A common problem with MPLS L3-VPNs happens when the LSP between PE routers is broken which tends to drop traffic customers connected to those PEs. The reason is that VPN Labels (which is the lower label) are unknown to PE routers. This happens because IGPs like OSPF converges before LDP. So a path between PE is present but there's no labels exchanged yet, which makes P router pops the upper label and send the packet to it's neighbor P router which has no idea what to do with the lower label since it's not aware of VRF. which can cause black-hole in the network for sometime until LDP converges again.

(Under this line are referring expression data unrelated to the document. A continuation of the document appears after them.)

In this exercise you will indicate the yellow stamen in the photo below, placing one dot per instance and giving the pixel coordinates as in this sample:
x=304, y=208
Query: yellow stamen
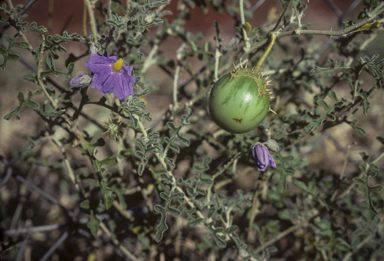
x=118, y=65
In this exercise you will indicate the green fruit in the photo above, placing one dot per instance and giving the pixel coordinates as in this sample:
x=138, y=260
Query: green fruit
x=239, y=101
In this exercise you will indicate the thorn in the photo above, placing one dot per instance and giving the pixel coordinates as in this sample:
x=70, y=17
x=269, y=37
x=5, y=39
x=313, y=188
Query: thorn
x=272, y=110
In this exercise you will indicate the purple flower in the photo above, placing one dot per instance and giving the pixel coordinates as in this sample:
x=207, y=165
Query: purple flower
x=111, y=75
x=262, y=157
x=81, y=81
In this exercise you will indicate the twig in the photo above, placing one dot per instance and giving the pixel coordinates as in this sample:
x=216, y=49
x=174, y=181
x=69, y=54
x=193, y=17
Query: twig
x=92, y=20
x=39, y=71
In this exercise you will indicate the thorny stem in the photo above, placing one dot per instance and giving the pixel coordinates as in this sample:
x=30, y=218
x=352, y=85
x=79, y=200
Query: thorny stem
x=66, y=162
x=217, y=52
x=282, y=15
x=109, y=6
x=179, y=56
x=257, y=69
x=245, y=34
x=30, y=48
x=40, y=69
x=379, y=9
x=85, y=19
x=92, y=20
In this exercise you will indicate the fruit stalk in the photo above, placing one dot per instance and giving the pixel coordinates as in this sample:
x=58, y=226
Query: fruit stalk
x=257, y=68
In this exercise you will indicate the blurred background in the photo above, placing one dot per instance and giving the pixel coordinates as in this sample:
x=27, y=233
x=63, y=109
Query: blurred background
x=60, y=15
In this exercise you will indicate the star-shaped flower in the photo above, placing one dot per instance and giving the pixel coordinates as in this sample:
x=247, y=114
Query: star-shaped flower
x=262, y=157
x=111, y=75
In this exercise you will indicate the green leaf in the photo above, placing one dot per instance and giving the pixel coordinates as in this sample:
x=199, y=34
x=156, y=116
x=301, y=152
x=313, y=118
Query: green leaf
x=303, y=186
x=376, y=188
x=94, y=223
x=34, y=28
x=359, y=181
x=30, y=77
x=110, y=161
x=358, y=129
x=24, y=102
x=162, y=226
x=85, y=204
x=195, y=222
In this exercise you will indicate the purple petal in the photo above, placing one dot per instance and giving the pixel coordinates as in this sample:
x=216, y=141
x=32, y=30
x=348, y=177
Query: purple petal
x=262, y=154
x=112, y=84
x=271, y=161
x=100, y=78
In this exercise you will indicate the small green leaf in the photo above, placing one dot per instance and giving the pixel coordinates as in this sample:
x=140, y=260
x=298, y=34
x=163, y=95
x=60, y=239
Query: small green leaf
x=376, y=188
x=94, y=223
x=107, y=193
x=85, y=204
x=359, y=181
x=195, y=222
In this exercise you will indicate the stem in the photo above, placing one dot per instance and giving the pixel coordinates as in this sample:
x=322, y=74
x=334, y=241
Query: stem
x=217, y=52
x=245, y=34
x=282, y=15
x=92, y=20
x=39, y=70
x=179, y=56
x=85, y=19
x=109, y=4
x=30, y=48
x=257, y=68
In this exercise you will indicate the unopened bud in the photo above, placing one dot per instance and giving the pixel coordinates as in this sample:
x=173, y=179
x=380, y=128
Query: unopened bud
x=81, y=81
x=272, y=145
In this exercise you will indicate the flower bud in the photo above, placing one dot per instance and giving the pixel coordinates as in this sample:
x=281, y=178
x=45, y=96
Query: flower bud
x=81, y=81
x=93, y=49
x=272, y=145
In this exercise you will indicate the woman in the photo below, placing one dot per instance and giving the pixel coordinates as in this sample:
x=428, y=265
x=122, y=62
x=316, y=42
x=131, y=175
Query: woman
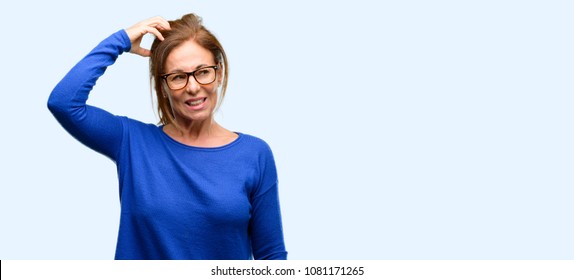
x=189, y=188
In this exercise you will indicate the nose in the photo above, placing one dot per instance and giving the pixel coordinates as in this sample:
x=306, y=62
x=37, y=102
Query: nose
x=192, y=85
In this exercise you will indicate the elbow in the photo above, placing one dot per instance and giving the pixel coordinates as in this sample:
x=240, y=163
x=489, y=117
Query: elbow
x=54, y=103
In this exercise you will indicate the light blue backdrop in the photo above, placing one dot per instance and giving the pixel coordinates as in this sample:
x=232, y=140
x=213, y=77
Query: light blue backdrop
x=401, y=129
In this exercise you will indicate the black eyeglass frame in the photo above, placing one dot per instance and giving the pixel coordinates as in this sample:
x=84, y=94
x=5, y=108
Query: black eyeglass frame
x=192, y=73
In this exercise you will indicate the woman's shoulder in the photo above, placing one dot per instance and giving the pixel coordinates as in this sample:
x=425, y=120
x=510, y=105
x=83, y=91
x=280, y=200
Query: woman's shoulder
x=254, y=142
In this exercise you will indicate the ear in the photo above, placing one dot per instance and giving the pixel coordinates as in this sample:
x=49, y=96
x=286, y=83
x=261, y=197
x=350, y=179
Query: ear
x=220, y=73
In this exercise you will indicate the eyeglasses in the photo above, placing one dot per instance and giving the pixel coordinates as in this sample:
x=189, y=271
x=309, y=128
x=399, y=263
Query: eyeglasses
x=202, y=76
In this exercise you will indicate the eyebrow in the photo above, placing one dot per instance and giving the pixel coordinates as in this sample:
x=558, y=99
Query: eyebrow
x=177, y=70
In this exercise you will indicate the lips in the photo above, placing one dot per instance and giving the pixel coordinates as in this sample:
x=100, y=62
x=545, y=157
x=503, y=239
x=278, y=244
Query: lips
x=195, y=101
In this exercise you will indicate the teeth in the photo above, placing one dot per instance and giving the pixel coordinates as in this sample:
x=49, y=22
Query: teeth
x=196, y=102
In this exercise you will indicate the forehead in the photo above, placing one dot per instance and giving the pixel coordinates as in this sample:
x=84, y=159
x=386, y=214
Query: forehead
x=187, y=57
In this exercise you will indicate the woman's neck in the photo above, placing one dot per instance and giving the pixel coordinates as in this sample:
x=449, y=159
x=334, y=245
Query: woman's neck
x=200, y=134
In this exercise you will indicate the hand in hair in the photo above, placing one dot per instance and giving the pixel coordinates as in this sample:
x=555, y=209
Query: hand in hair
x=152, y=25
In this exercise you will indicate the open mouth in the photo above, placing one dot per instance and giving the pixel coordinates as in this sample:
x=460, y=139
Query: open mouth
x=195, y=102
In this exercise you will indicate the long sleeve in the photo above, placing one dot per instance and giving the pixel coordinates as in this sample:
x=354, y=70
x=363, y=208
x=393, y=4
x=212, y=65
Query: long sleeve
x=266, y=225
x=92, y=126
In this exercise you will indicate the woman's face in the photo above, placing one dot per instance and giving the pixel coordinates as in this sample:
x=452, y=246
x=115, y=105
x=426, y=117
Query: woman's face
x=194, y=102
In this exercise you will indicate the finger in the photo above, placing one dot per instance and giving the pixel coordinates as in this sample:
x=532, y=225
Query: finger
x=144, y=52
x=161, y=23
x=155, y=32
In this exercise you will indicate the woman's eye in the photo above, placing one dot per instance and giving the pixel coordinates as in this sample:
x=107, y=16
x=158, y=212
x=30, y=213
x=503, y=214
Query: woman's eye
x=178, y=77
x=203, y=72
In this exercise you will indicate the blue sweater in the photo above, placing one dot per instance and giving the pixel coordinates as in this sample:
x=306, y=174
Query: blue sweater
x=177, y=201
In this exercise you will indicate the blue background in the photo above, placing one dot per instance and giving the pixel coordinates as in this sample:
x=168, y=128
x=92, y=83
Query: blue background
x=401, y=129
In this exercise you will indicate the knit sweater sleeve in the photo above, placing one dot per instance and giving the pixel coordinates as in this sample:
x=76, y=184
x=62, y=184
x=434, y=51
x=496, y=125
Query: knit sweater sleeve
x=266, y=226
x=92, y=126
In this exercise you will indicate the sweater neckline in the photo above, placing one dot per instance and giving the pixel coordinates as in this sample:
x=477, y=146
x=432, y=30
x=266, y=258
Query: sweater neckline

A solution to this is using LDP-IGP synchronization. The idea is fairly simple, OSPF will not prefer the link to the neighbor router with the affected link until LDP has been fully converged over that link, to avoid packets with VPN labels from being forwarded to the unaware P routers. Of course this solution is used when you have redundant links or paths between P routers, other than that, OSPF will continue to forward the packets if its the only path.
Now let's see how this works in the topology below
From the topology above, R8,R9 and R12 are P Routers, while R6 and R13 are PE routers. Now, when R13 is trying to reach R6, OSPF will calculate the shortest path which is R13 - R12 - R6.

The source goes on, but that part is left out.